German, Israeli air forces fly past 1972 Munich Olympic attack site

FUERSTENFELDBRUCK, Germany (Reuters) - German and Israeli fighter jets flew in formation past the site of the 1972 attack on Israeli athletes at the Munich Olympics on Tuesday in their first joint exercise in Germany.

As part of their "Blue Wings 2020" manoeuvres, German and Israeli pilots flew over the Fuerstenfeldbruck military airfield near Munich to commemorate the attack which left 11 Israelis, a German policeman and five Palestinian gunmen dead.

A gunfight erupted at the airfield after Palestinians from the Black September group took members of the Israeli Olympic team hostage at the poorly secured athletes village on Sept. 5, 1972.

Later on Tuesday, the jets will fly over the site of the Dachau concentration camp where some 200,000 people, many of them Jews, were imprisoned and 41,500 murdered under Adolf Hitler's Nazis.
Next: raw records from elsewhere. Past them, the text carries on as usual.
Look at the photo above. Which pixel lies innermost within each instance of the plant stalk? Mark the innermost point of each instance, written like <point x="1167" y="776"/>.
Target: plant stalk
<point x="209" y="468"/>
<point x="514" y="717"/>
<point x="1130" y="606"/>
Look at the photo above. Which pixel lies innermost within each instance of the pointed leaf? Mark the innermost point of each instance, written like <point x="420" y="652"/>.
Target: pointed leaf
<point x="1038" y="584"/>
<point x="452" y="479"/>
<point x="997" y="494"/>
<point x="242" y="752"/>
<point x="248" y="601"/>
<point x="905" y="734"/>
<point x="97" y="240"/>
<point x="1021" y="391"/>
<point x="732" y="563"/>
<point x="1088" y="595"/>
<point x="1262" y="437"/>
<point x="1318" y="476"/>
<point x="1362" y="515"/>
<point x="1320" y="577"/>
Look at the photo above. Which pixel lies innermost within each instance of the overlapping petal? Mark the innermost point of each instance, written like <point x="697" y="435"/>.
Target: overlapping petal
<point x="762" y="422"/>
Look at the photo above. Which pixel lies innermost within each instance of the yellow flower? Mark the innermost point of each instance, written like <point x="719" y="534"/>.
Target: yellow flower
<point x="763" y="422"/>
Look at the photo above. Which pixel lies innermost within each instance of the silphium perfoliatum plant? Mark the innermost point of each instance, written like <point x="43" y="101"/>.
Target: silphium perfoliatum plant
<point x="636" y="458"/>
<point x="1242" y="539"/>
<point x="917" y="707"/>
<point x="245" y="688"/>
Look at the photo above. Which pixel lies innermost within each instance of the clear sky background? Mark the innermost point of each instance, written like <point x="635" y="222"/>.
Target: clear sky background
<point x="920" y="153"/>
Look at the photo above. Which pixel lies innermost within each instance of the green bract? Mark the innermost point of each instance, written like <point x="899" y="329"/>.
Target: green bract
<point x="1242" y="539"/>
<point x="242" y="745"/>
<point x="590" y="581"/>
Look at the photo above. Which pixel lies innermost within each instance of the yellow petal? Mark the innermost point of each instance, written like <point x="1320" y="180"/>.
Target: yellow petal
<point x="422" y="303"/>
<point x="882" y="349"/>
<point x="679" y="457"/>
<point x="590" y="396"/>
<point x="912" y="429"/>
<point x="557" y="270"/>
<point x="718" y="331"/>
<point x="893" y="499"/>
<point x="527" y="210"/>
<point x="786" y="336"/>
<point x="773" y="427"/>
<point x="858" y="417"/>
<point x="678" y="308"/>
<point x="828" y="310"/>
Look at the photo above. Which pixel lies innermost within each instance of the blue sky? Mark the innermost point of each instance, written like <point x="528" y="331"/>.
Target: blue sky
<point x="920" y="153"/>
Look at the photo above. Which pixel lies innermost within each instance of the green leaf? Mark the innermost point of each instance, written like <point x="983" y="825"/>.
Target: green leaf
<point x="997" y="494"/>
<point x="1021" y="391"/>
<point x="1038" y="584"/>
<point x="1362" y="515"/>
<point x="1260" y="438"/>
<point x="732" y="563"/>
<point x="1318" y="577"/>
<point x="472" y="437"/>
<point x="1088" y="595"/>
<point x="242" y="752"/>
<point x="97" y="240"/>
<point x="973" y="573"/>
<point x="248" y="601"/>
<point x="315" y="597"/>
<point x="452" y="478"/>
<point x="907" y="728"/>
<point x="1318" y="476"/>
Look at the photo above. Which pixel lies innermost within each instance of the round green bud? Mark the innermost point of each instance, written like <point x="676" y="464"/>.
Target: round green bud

Set up in 1933, it was meant as a model for other concentration camps.

Senior officials, including a relative of a camp survivor and German Defence Minister Annegret Kramp-Karrenbauer will take part in a ceremony there.

Since 1945, Berlin has felt a special responsibility towards Israel and the joint manoeuvres are the first time Israeli fighter planes have trained in Germany.

A rise in anti-Semitism, in particular an attack on a synagogue in Halle last year which left two people dead, has caused alarm in Germany.

Luftwaffe chief of staff Ingo Gerhartz said the programme was a sign of friendship. The darkest chapter of German history handed the country the "task to resolutely fight anti-Semitism today," he was quoted by broadcaster BR24 as saying.